Thursday, January 18, 2018

Leningrad Blockade Veterans and Their Children have ‘Special Genes’ Russia Needs, New Film Says



Paul Goble

            Staunton, January 18 – Seventy-five years ago today, Soviet forces broke the German blockade around Leningrad. In commemoration of that event, a new film, “Blockade Blood. Genetics” has been shown to selected audiences that makes a truly amazing and disturbing argument.

            As Yuliya Reprintseva of Novaya Gazeta reports, the film says “people who survived the Leiningrad blockade handed down an inheritance of special genes … to their children, among whom the film mentions Vladimir Putin … These genes,” the film adds, “have had a significance influence” on Russia (novayagazeta.ru/news/2018/01/18/138726-v-filme-pro-blokadu-leningrada-napomnili-ob-osoboy-genetike-blokadnikov-i-ih-detey-putina-i-mironova).

            In the course of its 36 minute running time, the film declares that “those who survived the blockade like Daniil Granin, Valentina Maksimova, Artur Chilingarov, alias Freydlikh, Boris Strugatsky, Vikto Konetsky, Ilya Glazynov, Aleksandr Gorodetsky or the children of the victors as well as representatives of the first post-war generation born there – Vladimir Putin, Patriarch Kirill, Sergey Ivanov, Sergey Narushkin, and many others … are all connected by a single manner of behavior, high responsibility for what occurs in the country and the city.”

            “Why,” the film asks, “is such a large segment of the city’s people united in a single psychological-behavioral group?” and suggests that the answer is to be found in their common “roots” connected with the physical and moral tests of their ancestors.”

            Appearing in the film is Oleg Glotov, a biologist at St.

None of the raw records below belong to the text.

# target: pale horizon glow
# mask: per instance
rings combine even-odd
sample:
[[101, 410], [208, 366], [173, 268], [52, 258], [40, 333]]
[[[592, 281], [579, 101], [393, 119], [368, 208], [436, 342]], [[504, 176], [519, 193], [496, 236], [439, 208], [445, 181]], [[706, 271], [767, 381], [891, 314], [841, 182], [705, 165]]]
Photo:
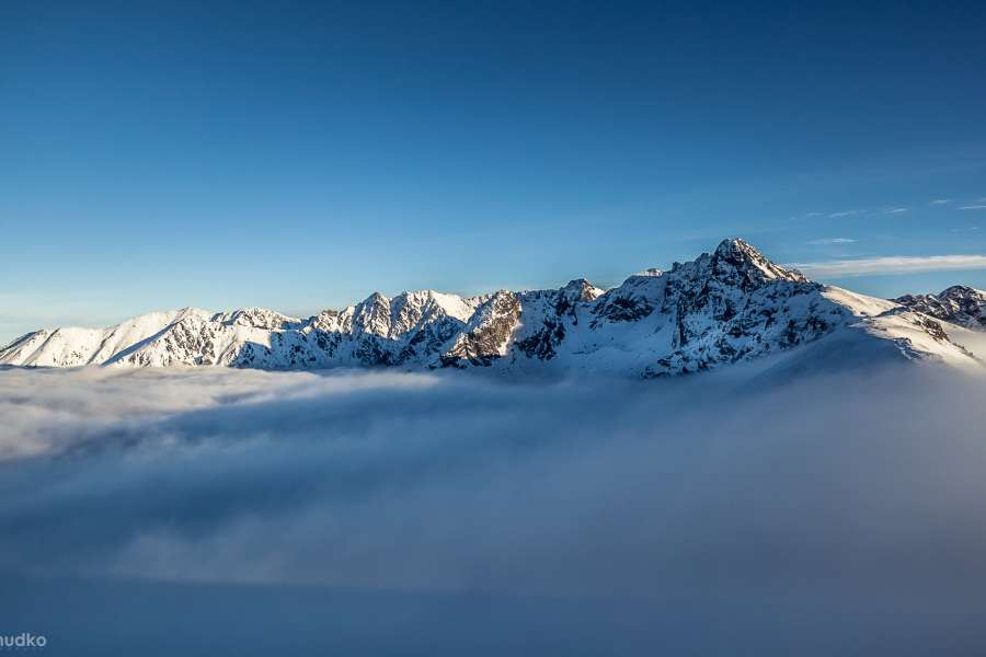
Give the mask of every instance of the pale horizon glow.
[[910, 274], [958, 269], [986, 269], [986, 255], [891, 255], [788, 265], [807, 276], [839, 277], [868, 274]]

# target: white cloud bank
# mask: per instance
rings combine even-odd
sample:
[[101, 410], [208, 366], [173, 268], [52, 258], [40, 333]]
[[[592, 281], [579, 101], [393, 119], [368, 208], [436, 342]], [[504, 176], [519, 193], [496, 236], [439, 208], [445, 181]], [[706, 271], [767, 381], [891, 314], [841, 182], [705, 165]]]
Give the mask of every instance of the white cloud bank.
[[818, 240], [811, 240], [809, 244], [814, 244], [816, 246], [821, 246], [824, 244], [855, 244], [856, 240], [852, 238], [822, 238]]
[[73, 655], [982, 654], [986, 382], [777, 383], [0, 370], [0, 616]]
[[887, 255], [881, 257], [794, 263], [807, 276], [838, 278], [867, 274], [909, 274], [949, 269], [984, 269], [986, 255]]

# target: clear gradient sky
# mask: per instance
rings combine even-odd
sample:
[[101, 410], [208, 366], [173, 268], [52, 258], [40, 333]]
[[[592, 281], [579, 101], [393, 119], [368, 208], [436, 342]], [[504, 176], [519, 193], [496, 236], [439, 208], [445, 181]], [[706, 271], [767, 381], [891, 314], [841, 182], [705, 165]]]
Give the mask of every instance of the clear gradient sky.
[[986, 3], [864, 4], [2, 2], [0, 343], [732, 235], [986, 287]]

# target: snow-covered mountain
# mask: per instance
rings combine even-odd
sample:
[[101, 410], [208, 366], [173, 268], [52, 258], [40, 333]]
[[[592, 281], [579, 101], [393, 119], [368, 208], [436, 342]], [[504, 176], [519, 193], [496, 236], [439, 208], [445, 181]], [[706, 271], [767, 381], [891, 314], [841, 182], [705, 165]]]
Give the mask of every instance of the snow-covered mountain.
[[[950, 288], [950, 290], [968, 288]], [[270, 369], [398, 367], [688, 373], [814, 345], [812, 358], [940, 360], [979, 367], [940, 320], [982, 324], [983, 292], [945, 290], [895, 301], [806, 279], [744, 242], [647, 269], [601, 290], [573, 280], [552, 290], [458, 297], [374, 293], [299, 319], [257, 308], [150, 313], [108, 328], [30, 333], [0, 349], [19, 366], [202, 366]], [[936, 319], [937, 318], [937, 319]]]
[[954, 285], [938, 295], [905, 295], [897, 303], [974, 331], [986, 331], [986, 292]]

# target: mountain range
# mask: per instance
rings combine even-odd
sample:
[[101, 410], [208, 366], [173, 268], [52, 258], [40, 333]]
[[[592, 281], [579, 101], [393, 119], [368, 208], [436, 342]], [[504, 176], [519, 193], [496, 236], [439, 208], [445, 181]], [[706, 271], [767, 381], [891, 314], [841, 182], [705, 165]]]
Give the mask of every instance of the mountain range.
[[186, 308], [106, 328], [28, 333], [0, 348], [0, 364], [488, 368], [645, 378], [761, 359], [784, 367], [890, 359], [979, 368], [967, 347], [976, 331], [986, 331], [986, 292], [956, 286], [878, 299], [809, 280], [732, 239], [608, 290], [577, 279], [559, 289], [477, 297], [377, 292], [307, 319], [259, 308]]

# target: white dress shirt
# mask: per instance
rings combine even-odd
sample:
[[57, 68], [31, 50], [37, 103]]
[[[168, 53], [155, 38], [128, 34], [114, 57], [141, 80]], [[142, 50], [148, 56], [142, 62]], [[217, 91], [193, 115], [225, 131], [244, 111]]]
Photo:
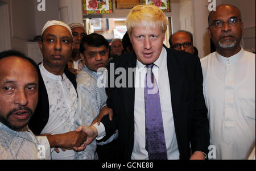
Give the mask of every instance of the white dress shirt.
[[[154, 64], [155, 65], [152, 69], [152, 72], [156, 78], [159, 91], [168, 159], [179, 159], [171, 106], [167, 52], [164, 48], [163, 48], [159, 59], [154, 62]], [[144, 87], [146, 73], [146, 65], [137, 60], [135, 81], [134, 144], [131, 155], [131, 159], [132, 160], [148, 159], [148, 152], [145, 149]], [[97, 139], [101, 139], [105, 135], [105, 128], [102, 125], [102, 123], [100, 126], [94, 125], [97, 128], [99, 135]]]
[[[77, 74], [77, 94], [79, 95], [77, 110], [75, 115], [75, 127], [80, 126], [89, 126], [96, 118], [101, 109], [106, 106], [107, 96], [105, 85], [97, 85], [97, 81], [106, 75], [105, 72], [96, 72], [88, 69], [85, 65]], [[104, 74], [105, 73], [105, 74]], [[100, 78], [101, 77], [101, 78]], [[97, 123], [96, 123], [97, 124]], [[115, 140], [118, 136], [117, 131], [105, 141], [97, 142], [97, 145], [103, 145]], [[96, 142], [93, 141], [86, 146], [86, 153], [78, 152], [76, 159], [98, 159], [96, 155]]]
[[242, 48], [201, 59], [210, 144], [217, 159], [246, 159], [255, 146], [255, 56]]
[[[74, 115], [77, 109], [77, 95], [73, 84], [65, 73], [55, 75], [47, 71], [43, 64], [39, 65], [49, 99], [49, 119], [41, 132], [63, 134], [74, 131]], [[74, 159], [74, 151], [53, 151], [52, 159]]]
[[0, 122], [0, 160], [2, 159], [50, 160], [47, 137], [35, 136], [27, 126], [16, 131]]
[[[152, 71], [156, 80], [159, 91], [168, 159], [179, 159], [179, 152], [174, 129], [167, 57], [166, 49], [163, 48], [159, 59], [154, 63], [155, 65]], [[146, 73], [146, 65], [137, 60], [135, 81], [134, 145], [131, 154], [133, 160], [148, 159], [148, 152], [145, 149], [144, 87]]]

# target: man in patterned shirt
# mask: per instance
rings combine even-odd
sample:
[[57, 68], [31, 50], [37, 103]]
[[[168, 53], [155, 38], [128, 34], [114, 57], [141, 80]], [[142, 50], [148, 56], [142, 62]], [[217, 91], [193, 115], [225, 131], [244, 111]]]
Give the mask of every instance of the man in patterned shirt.
[[70, 28], [62, 22], [47, 22], [39, 45], [43, 57], [38, 65], [39, 100], [29, 126], [35, 134], [46, 135], [51, 147], [63, 149], [52, 149], [52, 159], [74, 159], [72, 148], [77, 150], [86, 136], [74, 131], [76, 82], [75, 75], [65, 69], [73, 49]]
[[[108, 65], [109, 52], [109, 43], [102, 35], [93, 33], [82, 39], [80, 52], [85, 65], [76, 78], [79, 95], [78, 108], [75, 117], [76, 128], [79, 126], [90, 126], [101, 109], [109, 109], [106, 106], [105, 86], [98, 85], [97, 82], [106, 73], [101, 69]], [[117, 136], [116, 132], [105, 141], [97, 142], [96, 151], [100, 160], [115, 159]], [[95, 143], [94, 140], [93, 143]]]

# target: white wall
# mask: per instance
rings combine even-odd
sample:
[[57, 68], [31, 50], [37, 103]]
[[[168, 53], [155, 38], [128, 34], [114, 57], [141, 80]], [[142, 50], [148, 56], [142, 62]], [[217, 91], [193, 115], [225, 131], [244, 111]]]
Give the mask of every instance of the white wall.
[[8, 6], [6, 12], [9, 14], [9, 22], [1, 27], [9, 28], [10, 48], [27, 55], [27, 41], [32, 39], [35, 35], [34, 1], [2, 0], [1, 2]]
[[34, 12], [36, 35], [40, 35], [42, 30], [49, 20], [60, 20], [58, 0], [46, 0], [46, 11], [39, 11], [38, 5], [39, 2], [34, 1]]
[[193, 11], [192, 0], [180, 0], [179, 6], [180, 30], [194, 33]]
[[207, 0], [192, 0], [194, 18], [194, 45], [200, 58], [210, 53], [210, 37], [207, 31], [209, 11]]

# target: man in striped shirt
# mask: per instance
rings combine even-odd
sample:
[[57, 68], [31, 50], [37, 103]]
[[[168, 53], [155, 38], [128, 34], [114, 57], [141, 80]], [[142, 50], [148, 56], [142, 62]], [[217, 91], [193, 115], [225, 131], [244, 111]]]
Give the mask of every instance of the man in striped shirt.
[[[101, 109], [104, 109], [102, 111], [106, 111], [105, 113], [112, 110], [106, 106], [107, 96], [105, 86], [99, 84], [98, 82], [105, 75], [109, 52], [108, 41], [99, 34], [92, 34], [81, 40], [80, 52], [85, 65], [79, 73], [76, 78], [79, 96], [77, 110], [75, 116], [76, 128], [79, 126], [90, 126], [93, 119], [97, 117]], [[117, 136], [117, 132], [109, 139], [104, 140], [105, 141], [97, 141], [97, 153], [99, 159], [115, 159]], [[96, 143], [96, 140], [92, 143]]]

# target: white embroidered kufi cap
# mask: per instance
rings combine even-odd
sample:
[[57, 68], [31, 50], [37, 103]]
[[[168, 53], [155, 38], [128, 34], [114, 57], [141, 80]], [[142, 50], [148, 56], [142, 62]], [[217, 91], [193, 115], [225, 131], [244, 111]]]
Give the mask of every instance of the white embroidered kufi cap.
[[46, 22], [46, 24], [44, 24], [44, 27], [43, 27], [43, 30], [42, 31], [42, 35], [43, 35], [43, 34], [44, 33], [44, 31], [49, 27], [55, 26], [55, 25], [59, 25], [63, 27], [66, 27], [68, 31], [69, 31], [70, 34], [71, 34], [71, 36], [73, 37], [72, 32], [71, 31], [71, 29], [70, 27], [65, 23], [64, 23], [63, 22], [61, 21], [57, 21], [57, 20], [49, 20], [47, 22]]
[[70, 24], [69, 25], [68, 25], [68, 26], [69, 26], [69, 27], [70, 27], [70, 28], [71, 28], [71, 30], [72, 30], [72, 29], [74, 28], [75, 27], [82, 27], [82, 28], [84, 29], [84, 26], [82, 26], [82, 24], [79, 23], [72, 23], [72, 24]]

Petersburg University.  He says that he and his colleagues have come to the conclusion that “the study of the residents of blockade Leningrad … can help reveal certain mechanisms and answer questions that allowed us to survey and what these mechanisms are” – including genetic ones.

            Glotov has been pushing this genetic approach, one that resembles the notorious Soviet-era pseudo-scholar Trofim Lysenko’s ideas about the heritability of acquired characteristics, something that Soviet ideology welcomed as confirming its own notions but that has been rejected in almost all cases by scholars without an ideological agenda.

            That it is now at the center of a film supported by the Just Russia Party and that it is being used to promote the notion that Vladimir Putin is somehow genetically superior because of the experience of his parents during the blockade is truly disturbing, another unfortunate example of the triumph of ideological requirements over genuine science in Russia today.